# 2013 Martin Archery Product Line



## TipToX (Jul 18, 2012)

Wow gorgeous catalog! Looks like you guys have definitely stepped things up this year. Excited to shoot the Alien.


----------



## coastiehunter2 (Jun 27, 2011)

good job guys!


----------



## wv_hunter (Oct 5, 2007)

When are the 2013 bows gonna be available? More specifically the Diable take down recurve?


----------



## apache pilot (Jul 14, 2010)

man that is a great looking line up


----------



## bowtech dually (Mar 10, 2003)

I would love to use your 2X4 quiver on my Elite bow, I know you make Mathews adapters do you see yourself making Hoyt/Elite adapters.


----------



## kylecurtis04 (Nov 30, 2010)

looking good fellas.


----------



## AdvanTimberLou (Aug 8, 2005)

Great job Martin! Makes me proud to shoot your bows! :thumb:


----------



## deadsquirrel (Feb 17, 2010)

I'm sure they will shoot as good they look! :tongue:


----------



## trkyslr (Dec 14, 2009)

Lime how the pro series has the one piece risers... Anyone notice that?! Martin looking good!


----------



## JHENS87 (Nov 7, 2009)

Really wanting to shoot that nemesis 35, specs look awesome, as does the riser


----------



## whack n stack (Dec 23, 2007)

Very nice looking bows!


----------



## Spikealot (May 27, 2009)

Lots of great stuff this year.
Thank You Martin.!


----------



## kylecurtis04 (Nov 30, 2010)

bump it up


----------



## Deserthuntr (Nov 23, 2008)

Excellent line-up! Like the Nemesis, Alien and Seeker, in that order. Great range considering draw length, speed and axle to axle. Can't wait to shoot them. Well done Martin!


----------



## CherryJu1ce (Feb 25, 2005)

I like the looks of the Phantom 4. Simple.


----------



## Airows (Oct 31, 2011)

Fantastic lineup this year Martin.


----------



## scoutinlife (Aug 27, 2010)

Wow so want one of the Prowlers!!!! Great job Martin!!!


----------



## wscywabbit (Mar 14, 2009)

Very nice job, I'm excited to shoot them! I like the re-tooling of the brands, the whole pro vs gold vs rytera was confusing to some people. The whole presentation is awesome, and think this'll be another great year for Martin! Makes me wish I was on the market for a new bow soon...


----------



## Daiwateampenn (Feb 8, 2012)

it just took me one hour to finish the whole catalog, just cant miss out every pages....


----------



## chrisvdub (Oct 21, 2012)

When can we expect to see the 2013 models for sale in Canada? And what kind of prices are we looking at?


----------



## Shooter78 (Jul 22, 2009)

The new alien looks pretty awesome imo...Cant wait to shoot one:teeth:


----------



## carolina cougar (Feb 7, 2005)

bows look great!--any reports-anyone shot any of the 2013 line up? any centershot tuning issues?


----------



## Heath cary (Dec 31, 2012)

*Martin*



Martin Archery said:


> Martin Archery is excited to announce our 2013 bow line-up. You will notice that we have taken all the stops out for this great line-up. These are some of the most exciting changing we have made in several year. We are sure you will love this new look and feel!
> 
> 2013martinarcherycatalog
> Download Catalog Here
> ...


I have a martin bengal pro I want to sale


----------



## bowtech dually (Mar 10, 2003)

Do not see that, it has always said machined from a solid block of 6061...but I believe it is still machined in 3 pieces and then assembled.


trkyslr said:


> Lime how the pro series has the one piece risers... Anyone notice that?! Martin looking good!


----------



## ATLurker (Jan 2, 2011)

What, no Martin Girls???


----------



## hphunter (Aug 23, 2010)

Question- why do people complain about a 3 piece riser w Martin when the spec sheet on almost all of the bows says solid aluminum riser?

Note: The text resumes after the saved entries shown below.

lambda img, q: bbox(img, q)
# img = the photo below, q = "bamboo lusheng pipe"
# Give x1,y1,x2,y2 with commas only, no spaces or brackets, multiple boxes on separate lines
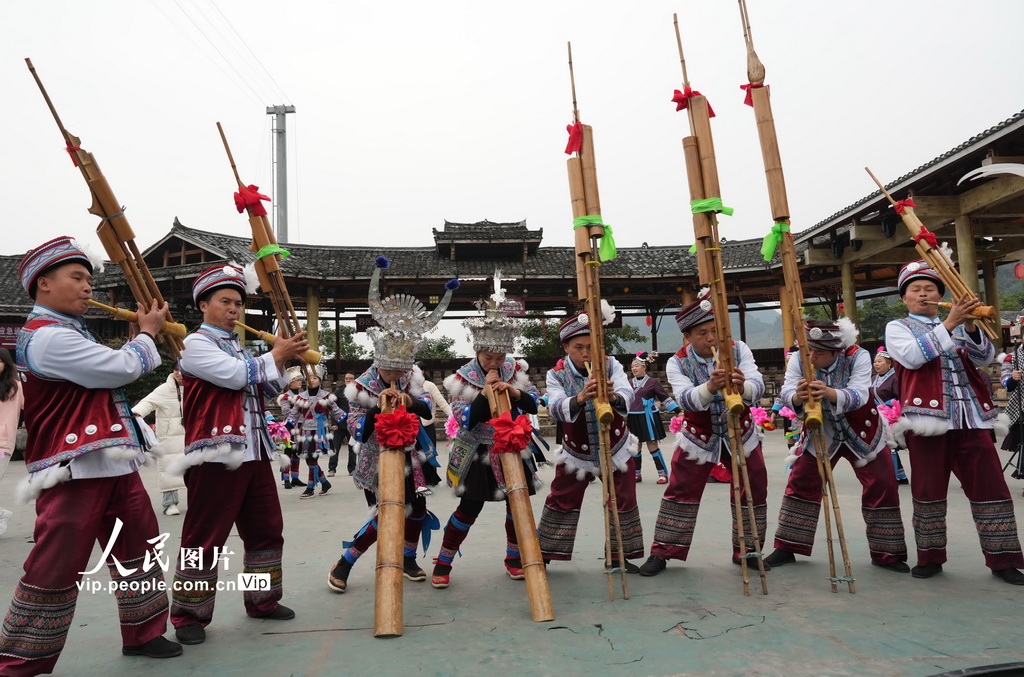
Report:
482,386,555,622
565,44,629,601
374,391,405,638
230,320,321,365
87,299,187,339
674,14,767,596
737,0,854,593
865,167,999,342
26,59,184,360
216,122,314,382
925,301,999,320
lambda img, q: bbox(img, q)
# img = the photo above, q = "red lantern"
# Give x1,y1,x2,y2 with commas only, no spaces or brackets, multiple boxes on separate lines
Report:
1015,263,1024,280
645,316,653,327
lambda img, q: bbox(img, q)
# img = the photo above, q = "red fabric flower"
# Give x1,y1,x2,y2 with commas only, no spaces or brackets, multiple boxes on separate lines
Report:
375,406,420,449
489,411,534,454
234,184,271,217
894,198,916,216
565,121,583,155
672,86,715,117
913,226,938,248
739,83,767,107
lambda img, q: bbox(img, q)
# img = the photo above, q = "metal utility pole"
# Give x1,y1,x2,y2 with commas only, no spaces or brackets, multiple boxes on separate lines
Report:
266,104,296,242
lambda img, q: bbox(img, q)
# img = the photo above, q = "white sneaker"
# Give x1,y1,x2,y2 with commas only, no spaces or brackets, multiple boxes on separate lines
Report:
164,504,181,516
0,508,13,536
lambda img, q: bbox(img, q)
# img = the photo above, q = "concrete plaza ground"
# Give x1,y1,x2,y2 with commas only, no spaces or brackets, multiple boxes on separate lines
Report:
1,431,1023,677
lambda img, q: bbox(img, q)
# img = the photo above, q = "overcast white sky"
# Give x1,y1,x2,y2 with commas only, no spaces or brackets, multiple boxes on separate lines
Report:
3,1,1022,356
4,0,1022,256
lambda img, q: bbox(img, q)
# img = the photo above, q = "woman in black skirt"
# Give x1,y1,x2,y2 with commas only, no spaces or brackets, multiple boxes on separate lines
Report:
627,352,680,484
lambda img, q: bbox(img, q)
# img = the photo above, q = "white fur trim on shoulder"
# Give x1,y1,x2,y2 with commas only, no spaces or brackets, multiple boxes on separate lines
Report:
15,464,72,504
408,365,426,398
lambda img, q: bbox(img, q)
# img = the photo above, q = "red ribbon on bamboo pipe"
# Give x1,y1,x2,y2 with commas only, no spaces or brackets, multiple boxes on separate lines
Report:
739,83,767,107
65,143,82,167
234,184,271,217
913,226,938,248
564,121,583,155
374,406,420,448
894,198,916,215
672,86,715,117
489,411,534,454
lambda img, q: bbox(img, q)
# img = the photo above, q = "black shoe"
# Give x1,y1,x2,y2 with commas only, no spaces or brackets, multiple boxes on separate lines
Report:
328,558,352,593
320,480,332,496
872,559,910,573
299,487,315,499
733,553,772,571
255,604,296,620
606,560,640,574
122,635,183,658
992,568,1024,585
638,555,667,577
174,624,205,645
403,556,426,581
911,562,943,579
283,481,291,489
897,478,909,485
290,478,306,488
764,549,796,568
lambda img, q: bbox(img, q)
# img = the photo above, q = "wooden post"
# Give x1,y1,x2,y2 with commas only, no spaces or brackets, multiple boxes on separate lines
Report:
841,263,859,325
954,215,979,293
649,307,658,352
982,260,1000,315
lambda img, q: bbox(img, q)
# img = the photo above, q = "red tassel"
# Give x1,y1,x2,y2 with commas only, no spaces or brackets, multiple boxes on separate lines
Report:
672,86,715,117
913,225,938,248
894,198,916,216
234,184,271,217
739,83,767,107
565,121,583,155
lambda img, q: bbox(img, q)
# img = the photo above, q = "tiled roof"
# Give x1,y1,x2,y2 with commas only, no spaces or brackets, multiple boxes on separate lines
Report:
432,219,542,241
0,256,32,316
795,109,1024,246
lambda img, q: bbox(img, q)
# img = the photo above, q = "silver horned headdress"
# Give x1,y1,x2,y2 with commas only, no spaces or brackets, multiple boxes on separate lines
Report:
368,256,459,371
465,269,520,355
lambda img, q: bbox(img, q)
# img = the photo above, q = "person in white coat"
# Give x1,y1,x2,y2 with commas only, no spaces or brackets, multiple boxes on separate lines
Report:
132,366,187,515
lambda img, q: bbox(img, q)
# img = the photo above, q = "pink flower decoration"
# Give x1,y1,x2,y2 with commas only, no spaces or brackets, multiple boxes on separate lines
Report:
445,415,460,439
669,415,685,434
267,421,291,443
778,407,797,420
750,406,769,427
877,401,901,424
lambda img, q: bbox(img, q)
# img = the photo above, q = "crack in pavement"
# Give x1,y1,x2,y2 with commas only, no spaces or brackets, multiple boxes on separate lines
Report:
594,623,618,651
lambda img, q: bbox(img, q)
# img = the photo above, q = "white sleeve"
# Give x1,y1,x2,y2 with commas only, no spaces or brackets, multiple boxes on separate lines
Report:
26,326,160,389
667,355,711,410
179,334,281,390
885,319,953,370
606,357,633,414
736,342,765,404
779,352,803,410
545,369,578,422
834,350,872,415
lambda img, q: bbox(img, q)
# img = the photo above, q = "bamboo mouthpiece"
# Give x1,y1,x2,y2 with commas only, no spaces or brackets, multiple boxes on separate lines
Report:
87,299,187,339
232,320,321,365
927,301,999,320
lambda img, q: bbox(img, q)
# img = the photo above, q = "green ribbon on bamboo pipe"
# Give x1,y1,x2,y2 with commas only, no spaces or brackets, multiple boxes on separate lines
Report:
573,215,617,261
256,244,291,260
760,222,791,262
690,197,734,216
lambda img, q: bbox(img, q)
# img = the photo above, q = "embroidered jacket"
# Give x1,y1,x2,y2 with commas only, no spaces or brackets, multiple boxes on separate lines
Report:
885,315,996,433
178,324,285,467
345,365,432,492
666,341,764,464
780,346,885,463
286,388,346,451
442,357,538,490
16,306,157,478
546,356,633,476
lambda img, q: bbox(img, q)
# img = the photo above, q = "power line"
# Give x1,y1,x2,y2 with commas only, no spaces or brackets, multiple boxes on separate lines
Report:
170,0,267,103
207,0,291,103
148,0,263,107
186,0,276,101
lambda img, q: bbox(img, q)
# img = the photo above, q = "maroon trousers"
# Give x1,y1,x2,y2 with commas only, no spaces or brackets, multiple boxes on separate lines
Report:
170,460,285,629
537,457,645,561
907,429,1024,570
773,445,907,564
0,473,168,677
650,444,768,560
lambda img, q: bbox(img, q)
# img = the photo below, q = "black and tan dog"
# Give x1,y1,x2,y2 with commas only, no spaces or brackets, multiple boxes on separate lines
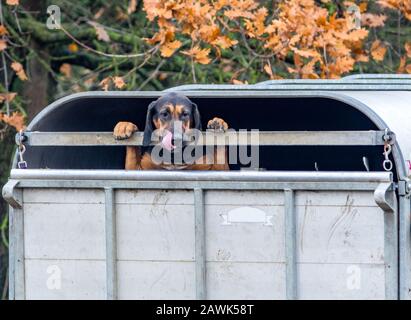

I don't have a dealer near me and this has always kept me from trying one. 

The bows look great.


----------



## RT1 (Nov 20, 2006)

hphunter said:


> Question- why do people complain about a 3 piece riser w Martin when the spec sheet on almost all of the bows says solid aluminum riser?
> 
> I don't have a dealer near me and this has always kept me from trying one.
> 
> The bows look great.


the risers are fine and have never been a problem.
the new line shoots incredibly well. For sure there best line they have put out in years....maybe ever. Time will tell. I was flabergasted after shooting the linup.......Astounding is more like it.


----------



## grumpy413 (Nov 26, 2012)

When will the 2013 be for sale? I want a prowler in black


----------



## FemoralArchery (Dec 6, 2012)

They are available now.

You can order one, or wait for your shop to get some in. I can help with the first, your shop can help with the second.


----------



## andywhite (Nov 15, 2015)

Nice job.


----------



## trucker3573 (Feb 14, 2010)

Hey Andy please stop bringing ancient threads to the top of the list man...lol. You have done this to numerous old dead threads.


----------